El suelo se abrió y la expresión de Jian Wushuang era fría. Agarró la cara de Qiu Long y la estrelló contra el suelo continuamente. ¡Sus acciones fueron extremadamente violentas!
Boom! Boom! Boom!
¡Una y otra vez!
¡Olas de esencia de espada aterradora explotaron en las manos de Jian Wushuang!
Jian Wushuang agarró la cabeza de Qiu Long y la estrelló contra el suelo de la ciudad número 18, creando un enorme pozo. Innumerables crunchs se extendieron desde el pozo.
«Jian Wushuang, ¿quién te dio el derecho de lastimarme?» Una voz baja y feroz salió de la boca de Qiu Long.
¡Aprovechando la brecha, Qiu Long extendió su mano y empujó a Jian Wushuang con fuerza!
En un instante, una fuerza de empuje extremadamente fuerte corrió hacia Jian Wushuang. ¡Era como si el cielo y la tierra lo estuvieran rechazando y alejando a Jian Wushuang!
En el momento siguiente, las manos de Qiu Long estaban en el suelo y sacó la cabeza del pozo profundo.
Parecía extremadamente miserable. Su rostro estaba cubierto de sangre divina. La esencia de espada de Jian Wushuang siguió explotando entre sus dedos, cubriendo su rostro con marcas de espada.
Huchi huchi huchi.
…
Qiu Long jadeó pesadamente, pero no había miedo en su rostro.

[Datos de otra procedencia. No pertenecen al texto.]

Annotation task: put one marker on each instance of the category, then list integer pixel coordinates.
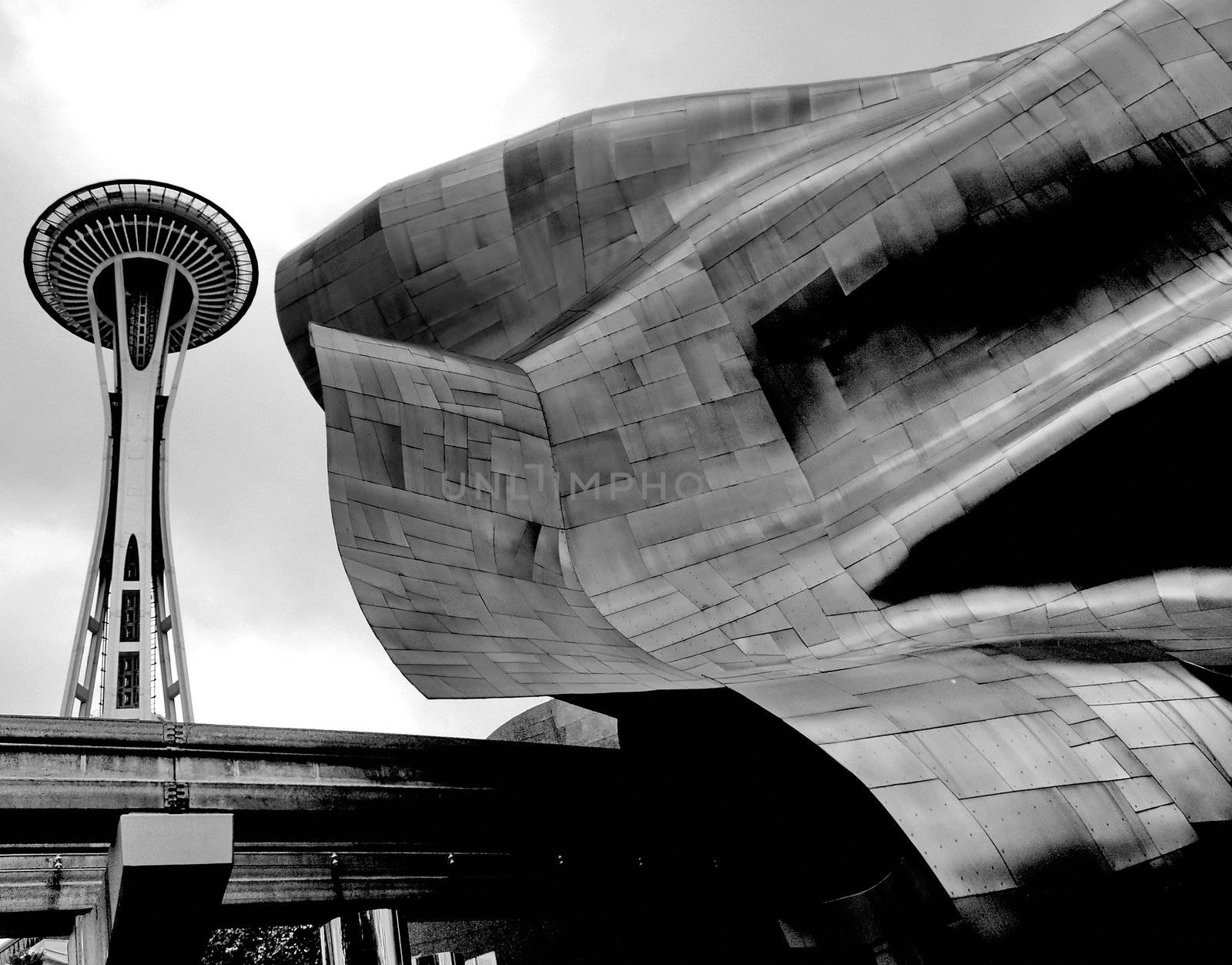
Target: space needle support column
(142, 269)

En cambio, lamió la sangre divina en la comisura de su boca y dijo con una sonrisa profunda y feroz: “¿Es este el sentimiento de estar herido? ¡Me estoy emocionando cada vez más!”
Bang!
Antes de que pudiera terminar sus palabras, ya había pisado su pie derecho y salió disparado como una bala de cañón. ¡Su mano derecha formó un puño y una vez más se estrelló contra Jian Wushuang!
Escamas de dragón negras como la brea comenzaron a cubrir su brazo.

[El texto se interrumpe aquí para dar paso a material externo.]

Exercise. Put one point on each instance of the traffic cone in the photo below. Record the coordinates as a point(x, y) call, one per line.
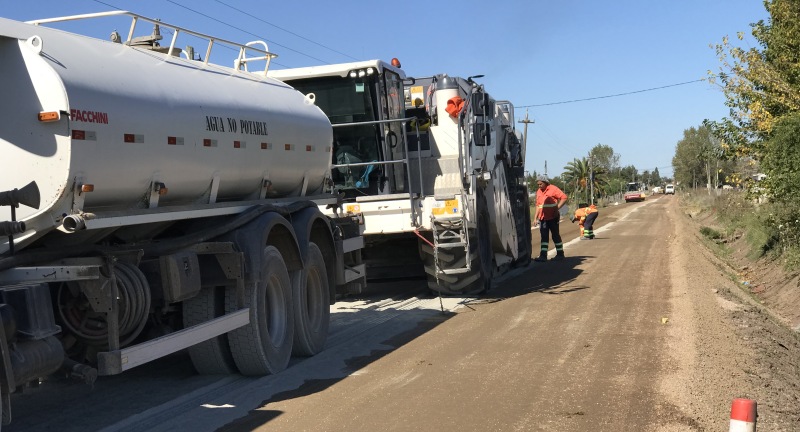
point(743, 415)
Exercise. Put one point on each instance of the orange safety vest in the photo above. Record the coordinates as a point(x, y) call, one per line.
point(547, 202)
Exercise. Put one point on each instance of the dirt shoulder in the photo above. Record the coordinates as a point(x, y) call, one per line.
point(726, 342)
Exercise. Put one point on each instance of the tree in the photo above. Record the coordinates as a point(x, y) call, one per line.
point(761, 84)
point(629, 174)
point(584, 179)
point(603, 156)
point(656, 178)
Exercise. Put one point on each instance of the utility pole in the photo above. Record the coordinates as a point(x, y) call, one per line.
point(525, 137)
point(591, 179)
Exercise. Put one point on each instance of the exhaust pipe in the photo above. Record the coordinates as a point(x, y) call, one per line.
point(11, 228)
point(74, 223)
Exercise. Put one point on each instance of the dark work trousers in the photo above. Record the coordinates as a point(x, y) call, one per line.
point(545, 229)
point(588, 224)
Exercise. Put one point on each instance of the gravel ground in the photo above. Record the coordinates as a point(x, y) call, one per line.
point(724, 343)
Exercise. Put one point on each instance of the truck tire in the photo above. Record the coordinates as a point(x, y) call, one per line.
point(524, 236)
point(264, 346)
point(212, 357)
point(311, 298)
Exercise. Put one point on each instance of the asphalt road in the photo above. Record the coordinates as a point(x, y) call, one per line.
point(573, 345)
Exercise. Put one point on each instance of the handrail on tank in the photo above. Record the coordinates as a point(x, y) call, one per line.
point(265, 55)
point(405, 161)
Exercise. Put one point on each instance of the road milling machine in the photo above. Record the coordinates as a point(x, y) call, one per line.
point(436, 167)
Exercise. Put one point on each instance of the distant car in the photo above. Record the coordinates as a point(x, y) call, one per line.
point(634, 196)
point(635, 192)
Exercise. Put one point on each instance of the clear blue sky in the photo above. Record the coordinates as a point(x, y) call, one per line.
point(532, 52)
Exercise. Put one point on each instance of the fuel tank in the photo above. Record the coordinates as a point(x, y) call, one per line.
point(130, 118)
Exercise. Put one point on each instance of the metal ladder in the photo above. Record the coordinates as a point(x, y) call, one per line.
point(450, 233)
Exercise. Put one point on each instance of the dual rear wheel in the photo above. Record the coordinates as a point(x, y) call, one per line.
point(287, 315)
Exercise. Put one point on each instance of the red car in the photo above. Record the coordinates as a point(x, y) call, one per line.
point(635, 192)
point(634, 196)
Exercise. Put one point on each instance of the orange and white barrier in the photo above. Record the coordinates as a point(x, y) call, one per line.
point(743, 415)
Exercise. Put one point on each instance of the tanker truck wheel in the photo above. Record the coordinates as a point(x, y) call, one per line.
point(213, 356)
point(264, 346)
point(524, 236)
point(312, 308)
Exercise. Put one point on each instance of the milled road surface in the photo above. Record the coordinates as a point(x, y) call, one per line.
point(630, 333)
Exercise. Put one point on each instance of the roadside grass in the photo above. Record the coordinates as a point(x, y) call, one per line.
point(770, 230)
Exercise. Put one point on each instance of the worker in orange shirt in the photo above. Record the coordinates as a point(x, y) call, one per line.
point(580, 216)
point(549, 200)
point(588, 222)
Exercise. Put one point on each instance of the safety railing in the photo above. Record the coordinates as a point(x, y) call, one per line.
point(239, 63)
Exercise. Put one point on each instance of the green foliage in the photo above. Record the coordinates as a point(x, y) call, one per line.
point(581, 179)
point(782, 162)
point(710, 233)
point(761, 84)
point(699, 159)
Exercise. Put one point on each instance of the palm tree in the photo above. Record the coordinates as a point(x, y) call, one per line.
point(579, 174)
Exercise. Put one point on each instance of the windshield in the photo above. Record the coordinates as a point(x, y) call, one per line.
point(349, 100)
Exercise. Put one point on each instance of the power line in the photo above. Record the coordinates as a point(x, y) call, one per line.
point(614, 95)
point(283, 29)
point(244, 31)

Todo el vacío se distorsionó debido a este golpe.
La expresión de Jian Wushuang era fría. ¡Cortó su mano derecha con la Espada Divina de Wuqi y también levantó su espada para atacar a Qiu Long!

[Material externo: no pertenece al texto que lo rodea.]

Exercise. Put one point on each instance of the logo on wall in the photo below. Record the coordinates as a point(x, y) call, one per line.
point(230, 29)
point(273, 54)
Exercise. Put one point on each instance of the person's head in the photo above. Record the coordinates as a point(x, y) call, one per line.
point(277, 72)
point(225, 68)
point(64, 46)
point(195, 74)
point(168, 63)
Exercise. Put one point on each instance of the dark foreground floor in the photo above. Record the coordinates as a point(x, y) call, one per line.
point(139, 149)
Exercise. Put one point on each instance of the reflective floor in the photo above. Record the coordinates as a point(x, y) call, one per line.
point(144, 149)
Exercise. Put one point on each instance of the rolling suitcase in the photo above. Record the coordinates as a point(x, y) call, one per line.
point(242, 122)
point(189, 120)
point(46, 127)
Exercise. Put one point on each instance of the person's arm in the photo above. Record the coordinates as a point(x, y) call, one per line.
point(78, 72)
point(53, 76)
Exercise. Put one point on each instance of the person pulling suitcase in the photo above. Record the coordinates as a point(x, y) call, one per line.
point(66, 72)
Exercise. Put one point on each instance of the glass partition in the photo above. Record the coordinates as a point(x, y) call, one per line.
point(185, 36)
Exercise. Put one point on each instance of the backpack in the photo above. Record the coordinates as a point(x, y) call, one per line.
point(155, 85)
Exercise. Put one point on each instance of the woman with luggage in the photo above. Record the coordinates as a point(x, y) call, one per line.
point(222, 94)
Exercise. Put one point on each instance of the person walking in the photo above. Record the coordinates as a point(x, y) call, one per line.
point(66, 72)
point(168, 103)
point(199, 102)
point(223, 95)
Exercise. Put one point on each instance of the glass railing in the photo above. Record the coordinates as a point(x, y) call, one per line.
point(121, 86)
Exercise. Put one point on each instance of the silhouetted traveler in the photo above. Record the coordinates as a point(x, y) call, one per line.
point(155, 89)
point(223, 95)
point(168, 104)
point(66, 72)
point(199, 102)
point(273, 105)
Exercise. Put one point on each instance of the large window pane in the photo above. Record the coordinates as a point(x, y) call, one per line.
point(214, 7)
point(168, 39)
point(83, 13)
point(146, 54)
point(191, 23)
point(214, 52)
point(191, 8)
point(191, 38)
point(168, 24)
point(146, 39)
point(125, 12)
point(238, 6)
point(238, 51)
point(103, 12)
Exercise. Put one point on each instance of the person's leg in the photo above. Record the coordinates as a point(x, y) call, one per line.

La velocidad de los dos era extremadamente rápida e intercambiaron miles de movimientos en un instante. Lucharon desde el suelo hasta los nueve cielos, y luego desde los nueve cielos hasta el suelo.
Cada vez que los dos chocaban, el vacío temblaba continuamente. Las 18 ciudades parecían haber caído en un desastre apocalíptico. ¡Las estrellas cambiaron y las Tierras divinas se hundieron en un radio de un millón de millas!
«¿Es esto… sigue siendo una batalla entre Ultimate Rulers?»
Cuando el Vástago del Dios de la Sangre vio esto, una mirada de sorpresa cruzó por su rostro.
Con solo pararse al borde de la batalla entre Jian Wushuang y Qiu Long, pudo sentir la violenta presión de los dos, lo que lo obligó a dar un paso atrás.